There have been some significant changes to the way the article title is extracted from the request in version 1.11. A new method called interpolateTitle has been added to the $wgRequest singleton object which is defined in includes/WebRequest.php and is called from includes/Setup.php. The problem has been isolated further into another new 1.11 method called extractTitle which is called from within the new interpolateTitle method and is shown below. This function returns an array of the key/value pairs which are then written back into $_GET and $_REQUEST so that they appear in the environment as if from a normal long-form URL request. The problem is that when $wgUsePathInfo is set to true (and we do want it to be true so that we can use un-encoded ampersands and question-marks in article titles) this function does not return the correct value for the title key in the returned array when title is a query-string item. I think it should be returning an empty array, or not getting called at all in the case of long-form URL's.

/**
 * Internal URL rewriting function; tries to extract page title and,
 * optionally, one other fixed parameter value from a URL path.
 *
 * @param string $path the URL path given from the client
 * @param array $bases one or more URLs, optionally with $1 at the end
 * @param string $key if provided, the matching key in $bases will be
 *        passed on as the value of this URL parameter
 * @return array of URL variables to interpolate; empty if no match
 */
private function extractTitle( $path, $bases, $key=false ) {
	foreach( (array)$bases as $keyValue => $base ) {
		// Find the part after $wgArticlePath
		$base = str_replace( '$1', '', $base );
		$baseLen = strlen( $base );
		if( substr( $path, 0, $baseLen ) == $base ) {
			$raw = substr( $path, $baseLen );
			if( $raw !== '' ) {
				$matches = array( 'title' => rawurldecode( $raw ) );
				if( $key ) {
					$matches[$key] = $keyValue;
				}
				return $matches;
			}
		}
	}
	return array();
}

WebRequest Patch

One thing the new 1.11 code shows is that the problem can only occur when the $wgUsePathInfo global is set to true, but setting this to false means that the mod-rewrite rules must translate all friendly requests to the full long-form query-string which means that un-encoded ampersands are translated as query-string separators and cannot be used in article titles.

I'm not sure what they're trying to do with the new function, so until they come up with a proper solution, I've just replaced the WebRequest constructor method with the one from 1.10, and made the interpolateTitle method return without doing anything.

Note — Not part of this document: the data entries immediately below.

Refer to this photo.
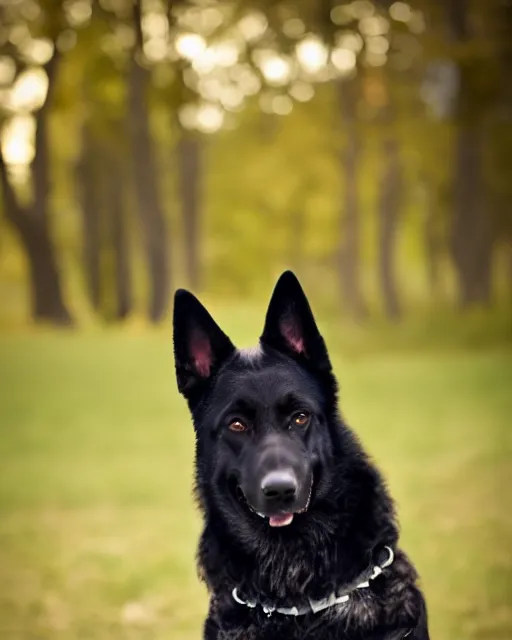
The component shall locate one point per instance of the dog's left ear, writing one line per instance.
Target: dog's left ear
(200, 345)
(290, 326)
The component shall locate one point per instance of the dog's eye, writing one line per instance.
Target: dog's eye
(301, 419)
(237, 425)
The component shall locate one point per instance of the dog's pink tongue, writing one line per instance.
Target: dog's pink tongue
(281, 520)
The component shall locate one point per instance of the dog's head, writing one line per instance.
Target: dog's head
(261, 416)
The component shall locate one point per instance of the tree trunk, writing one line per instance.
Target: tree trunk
(189, 167)
(389, 209)
(472, 236)
(150, 210)
(120, 240)
(349, 254)
(47, 303)
(88, 192)
(32, 226)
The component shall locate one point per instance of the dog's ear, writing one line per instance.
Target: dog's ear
(290, 326)
(200, 345)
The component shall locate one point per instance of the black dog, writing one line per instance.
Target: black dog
(300, 536)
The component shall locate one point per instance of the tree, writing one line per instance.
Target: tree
(31, 221)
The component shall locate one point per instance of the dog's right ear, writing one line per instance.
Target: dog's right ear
(200, 345)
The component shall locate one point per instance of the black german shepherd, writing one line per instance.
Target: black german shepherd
(300, 535)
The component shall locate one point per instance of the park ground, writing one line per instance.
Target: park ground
(98, 527)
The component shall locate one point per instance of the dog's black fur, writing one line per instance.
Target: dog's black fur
(275, 411)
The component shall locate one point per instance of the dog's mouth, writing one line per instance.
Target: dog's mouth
(282, 519)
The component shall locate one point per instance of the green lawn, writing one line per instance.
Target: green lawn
(97, 524)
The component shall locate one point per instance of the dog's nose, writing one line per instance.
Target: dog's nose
(279, 484)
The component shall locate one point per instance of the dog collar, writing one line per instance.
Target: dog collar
(314, 606)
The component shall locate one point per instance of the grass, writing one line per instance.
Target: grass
(98, 528)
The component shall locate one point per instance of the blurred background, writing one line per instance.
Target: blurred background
(146, 145)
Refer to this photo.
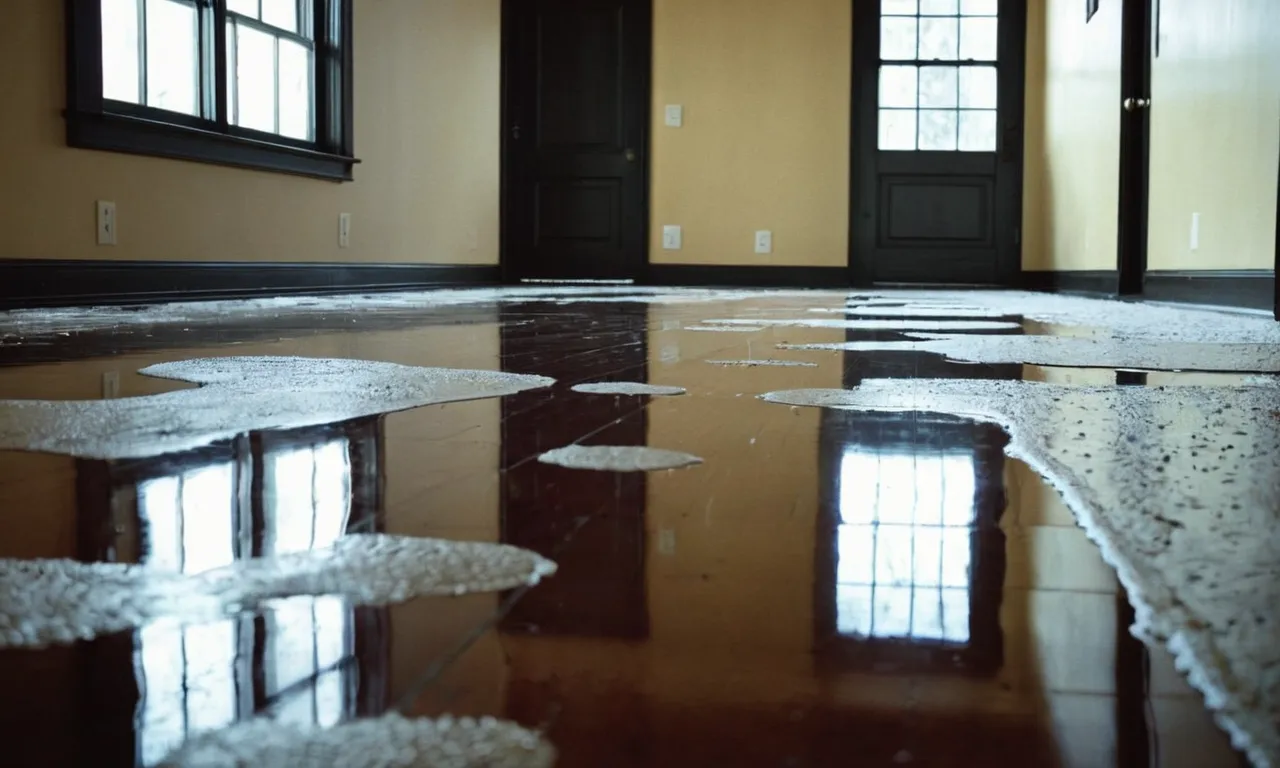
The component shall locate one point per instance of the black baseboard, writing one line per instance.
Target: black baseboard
(49, 283)
(746, 277)
(1093, 282)
(1252, 288)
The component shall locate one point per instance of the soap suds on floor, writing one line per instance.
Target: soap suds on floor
(629, 388)
(1176, 485)
(618, 458)
(1077, 352)
(387, 741)
(241, 394)
(56, 602)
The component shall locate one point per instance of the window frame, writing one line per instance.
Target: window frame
(99, 123)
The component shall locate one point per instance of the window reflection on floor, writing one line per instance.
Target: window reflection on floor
(904, 545)
(201, 677)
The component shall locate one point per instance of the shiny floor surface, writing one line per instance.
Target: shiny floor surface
(827, 588)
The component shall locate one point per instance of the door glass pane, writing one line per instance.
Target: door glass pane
(978, 39)
(978, 131)
(978, 87)
(896, 129)
(255, 78)
(172, 56)
(120, 50)
(897, 86)
(938, 86)
(897, 39)
(937, 129)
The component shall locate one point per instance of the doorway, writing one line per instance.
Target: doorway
(575, 144)
(937, 141)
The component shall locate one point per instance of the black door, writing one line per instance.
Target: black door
(1134, 142)
(937, 141)
(576, 114)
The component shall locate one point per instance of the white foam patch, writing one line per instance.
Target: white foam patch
(629, 388)
(1176, 485)
(51, 602)
(877, 324)
(1078, 352)
(241, 394)
(387, 741)
(618, 458)
(763, 362)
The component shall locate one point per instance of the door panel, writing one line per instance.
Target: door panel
(938, 109)
(576, 109)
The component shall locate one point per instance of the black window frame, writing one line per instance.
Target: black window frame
(99, 123)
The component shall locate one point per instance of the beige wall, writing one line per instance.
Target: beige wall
(426, 128)
(1215, 135)
(766, 91)
(1072, 184)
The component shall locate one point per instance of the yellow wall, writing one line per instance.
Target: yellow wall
(766, 91)
(426, 128)
(1215, 135)
(1072, 187)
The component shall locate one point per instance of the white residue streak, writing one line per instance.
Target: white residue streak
(1176, 485)
(388, 741)
(618, 458)
(240, 394)
(1078, 352)
(51, 602)
(629, 388)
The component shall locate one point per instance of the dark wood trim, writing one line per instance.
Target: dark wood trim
(1101, 282)
(44, 283)
(746, 277)
(1246, 288)
(95, 123)
(1134, 146)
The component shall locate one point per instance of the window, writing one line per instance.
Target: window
(938, 76)
(903, 545)
(256, 83)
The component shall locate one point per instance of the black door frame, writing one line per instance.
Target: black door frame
(1137, 48)
(639, 264)
(862, 150)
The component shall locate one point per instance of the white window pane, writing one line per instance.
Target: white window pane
(940, 39)
(894, 554)
(899, 7)
(938, 8)
(897, 37)
(120, 50)
(255, 80)
(978, 131)
(896, 129)
(978, 39)
(955, 615)
(295, 90)
(937, 129)
(978, 87)
(173, 51)
(855, 553)
(979, 7)
(280, 13)
(897, 86)
(927, 615)
(854, 611)
(938, 86)
(956, 556)
(891, 612)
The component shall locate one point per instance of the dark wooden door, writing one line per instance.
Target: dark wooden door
(1134, 112)
(937, 141)
(576, 113)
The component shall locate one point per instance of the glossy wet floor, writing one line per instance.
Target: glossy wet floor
(827, 588)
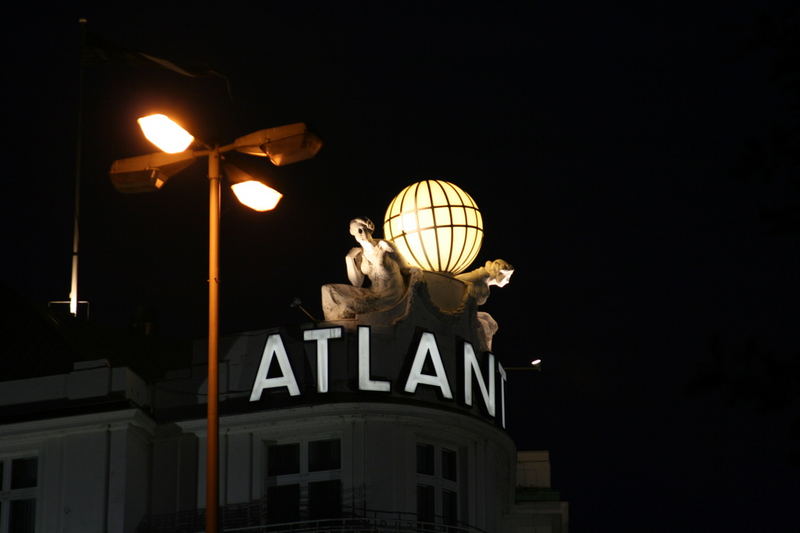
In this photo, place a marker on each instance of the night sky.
(638, 166)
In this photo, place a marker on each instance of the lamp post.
(283, 145)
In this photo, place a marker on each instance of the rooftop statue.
(376, 260)
(498, 273)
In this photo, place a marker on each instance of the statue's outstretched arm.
(353, 262)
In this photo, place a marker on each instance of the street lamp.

This allows the $wgUsePathInfo to work for /wiki/index.php/foo style requests (but incidentally, %, # and ? don't seem to have been working in any of our wikia for some time now!). Here's a snippet of the includes/WebRequest.php file with the patch applied:

class WebRequest {
	function __construct() {
		$this->checkMagicQuotes();
		# The rest of the code in this function is from MediaWiki 1.10
		global $wgUsePathInfo;
		if ( $wgUsePathInfo ) {
			if ( isset( $_SERVER['ORIG_PATH_INFO'] ) && $_SERVER['ORIG_PATH_INFO'] != '' ) {
				# Mangled PATH_INFO
				# http://bugs.php.net/bug.php?id=31892
				# Also reported when ini_get('cgi.fix_pathinfo')==false
				$_GET['title'] = $_REQUEST['title'] = substr( $_SERVER['ORIG_PATH_INFO'], 1 );
			} elseif ( isset( $_SERVER['PATH_INFO'] ) && ($_SERVER['PATH_INFO'] != '') && $wgUsePathInfo ) {
				$_GET['title'] = $_REQUEST['title'] = substr( $_SERVER['PATH_INFO'], 1 );
			}
		}
	}

	/**
	 * Check for title, action, and/or variant data in the URL
	 * and interpolate it into the GET variables.
	 * This should only be run after $wgContLang is available,
	 * as we may need the list of language variants to determine
	 * available variant URLs.
	 */
	function interpolateTitle() {
		return; # add this to disable the new 1.11 title extraction functionality
		global $wgUsePathInfo;